All systems have their limitations, and EVM is no different. The main three challenges for teams new to earned value are:
- It doesn’t measure customer satisfaction
- The numbers can lack context and don’t show the whole story
- You need reliable data.
In fact, it doesn’t matter if you are new to EVM or have been using it for a while – these are the limitations you will come across! Let’s look at those in a bit more detail.
It doesn’t measure customer satisfaction
More and more projects are being done in complex environments with a wide range of stakeholders. EVM is great at measuring project schedule and budget progress and you’ll get accurate figures for those measures.
It won’t, however, give you any sense for whether the work is being done in a way that builds a successful partnership with the client. Customer satisfaction – and quality generally – is not taken into account. You’ll need to find other ways to make sure quality targets are met and that you are developing good working relationships with stakeholders at all levels.
One way to make sure that you are seeing the bigger picture is to gain EVM system certification. It might seem strange that we are recommending getting your system certified as a way of dealing with the issue of delivering a quality result but we promise it makes sense! When you’ve got a whole infrastructure set up and full understanding across the organization, the team knows what EVM can offer and what its limitations are. As a result, the team uses EVM for the right reasons, and continues to use excellent project management practices in other areas to deliver a quality result.
The numbers aren’t the whole story
Many people love EVM because it’s a data-driven way of displaying project progress, totally removed from the guesswork and emotion of reporting status. There’s no worry about the project team ‘massaging’ the report and inflating progress measures because a successful earned value management system draws on the underlying figures to present an unbiased picture. There are no raised eyebrows when someone reports a task as 80% complete – for the third week in a row – because the data tells the story.
Having said that, the numbers alone don’t show the whole story.
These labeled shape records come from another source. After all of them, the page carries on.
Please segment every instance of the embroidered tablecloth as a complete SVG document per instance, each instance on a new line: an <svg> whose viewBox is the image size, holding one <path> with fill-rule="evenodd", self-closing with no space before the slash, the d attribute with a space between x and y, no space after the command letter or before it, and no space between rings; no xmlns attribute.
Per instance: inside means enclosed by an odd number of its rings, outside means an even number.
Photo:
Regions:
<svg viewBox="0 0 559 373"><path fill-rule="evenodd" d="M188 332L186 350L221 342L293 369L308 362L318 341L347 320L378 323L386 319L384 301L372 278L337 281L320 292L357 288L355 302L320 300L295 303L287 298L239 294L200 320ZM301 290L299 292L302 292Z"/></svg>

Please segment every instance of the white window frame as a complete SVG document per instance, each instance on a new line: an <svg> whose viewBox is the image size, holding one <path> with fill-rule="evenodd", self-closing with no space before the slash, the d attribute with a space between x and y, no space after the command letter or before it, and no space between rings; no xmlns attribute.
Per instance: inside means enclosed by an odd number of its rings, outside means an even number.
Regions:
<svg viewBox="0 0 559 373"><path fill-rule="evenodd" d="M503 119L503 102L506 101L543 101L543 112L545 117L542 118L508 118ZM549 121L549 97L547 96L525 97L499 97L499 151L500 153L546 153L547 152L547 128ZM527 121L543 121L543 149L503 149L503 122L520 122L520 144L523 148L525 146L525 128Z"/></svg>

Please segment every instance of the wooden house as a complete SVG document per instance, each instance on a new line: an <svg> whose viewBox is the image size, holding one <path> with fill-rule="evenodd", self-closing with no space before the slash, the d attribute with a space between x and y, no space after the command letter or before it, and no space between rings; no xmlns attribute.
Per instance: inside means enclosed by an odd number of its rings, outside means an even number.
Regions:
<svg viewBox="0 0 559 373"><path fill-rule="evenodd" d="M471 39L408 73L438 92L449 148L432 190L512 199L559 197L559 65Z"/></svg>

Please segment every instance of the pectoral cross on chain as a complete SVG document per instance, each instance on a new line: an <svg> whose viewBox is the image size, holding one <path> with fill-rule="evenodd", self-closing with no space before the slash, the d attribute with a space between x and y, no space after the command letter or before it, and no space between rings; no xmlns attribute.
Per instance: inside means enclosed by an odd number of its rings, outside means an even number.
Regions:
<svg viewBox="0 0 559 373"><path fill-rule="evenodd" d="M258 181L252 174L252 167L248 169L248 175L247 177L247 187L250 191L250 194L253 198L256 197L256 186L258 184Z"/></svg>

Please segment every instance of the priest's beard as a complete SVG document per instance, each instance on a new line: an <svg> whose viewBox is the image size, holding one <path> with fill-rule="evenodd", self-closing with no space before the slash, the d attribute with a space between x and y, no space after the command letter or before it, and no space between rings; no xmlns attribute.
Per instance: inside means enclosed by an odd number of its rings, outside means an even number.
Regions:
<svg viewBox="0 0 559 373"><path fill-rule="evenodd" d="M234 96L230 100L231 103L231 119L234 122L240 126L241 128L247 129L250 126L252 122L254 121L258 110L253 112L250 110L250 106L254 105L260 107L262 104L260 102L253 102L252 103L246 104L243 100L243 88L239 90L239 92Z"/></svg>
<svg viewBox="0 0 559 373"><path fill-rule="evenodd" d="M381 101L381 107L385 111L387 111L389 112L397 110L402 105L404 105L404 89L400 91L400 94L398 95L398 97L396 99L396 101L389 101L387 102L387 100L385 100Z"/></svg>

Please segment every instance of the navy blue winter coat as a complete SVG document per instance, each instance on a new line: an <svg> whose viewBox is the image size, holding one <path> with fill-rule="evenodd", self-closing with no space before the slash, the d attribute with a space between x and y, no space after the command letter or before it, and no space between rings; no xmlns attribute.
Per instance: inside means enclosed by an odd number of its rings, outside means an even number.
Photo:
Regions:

You need some narrative and context to explain what the EVM report means, especially if your audience is people who are new to earned value or who have not seen the report before.
EVM doesn’t judge: your numbers can be interpreted as ahead or behind schedule, but being behind doesn’t always equal ‘bad’. There could be many reasons why the figures are reported as they are, so you’ll have to use your professional judgement to add a layer of interpretation for those who need it.
You need reliable data
Earned value calculations rely on data, and if your numbers are not accurate, your EVM metrics won’t be either. Unfortunately, some people will interpret the metrics as fact even if they have been calculated with unreliable data.
This is often the biggest challenge for organizations starting to use earned value in earnest. The quality of the underlying data needs to be robust enough and timely enough to produce useful EV calculations.
That can be a big mindset shift – and behavior shift – for the project team. They’ll have to start reporting progress in real time and putting more effort into planning in advance to create accurate baselines.
In addition, fast-moving projects can mean that the EVM numbers become out of date quickly. Even if you do have accurate data, getting them into the system and using the information becomes a challenge if the figures become irrelevant fast. As the main purpose of EVM reporting is to spot trends and act on them before they become a problem, it is a big issue to be working from outdated reports. That turns your EVM data into a historical record of project performance rather than a useful management tool.
Robust reporting tools will help you create the environment for success by making sure you have the systems in place set up to give you accurate data in a timely way.
Making EVM Work
As with any approach or business tool, EVM comes with caveats. They don’t stop you using it, and we would argue that understanding the limitations of the system means you can get better use out it. When you know what EVM can do for you, you can use it in an appropriate and effective way to support project delivery. Making EVM work is not as hard as most folks think!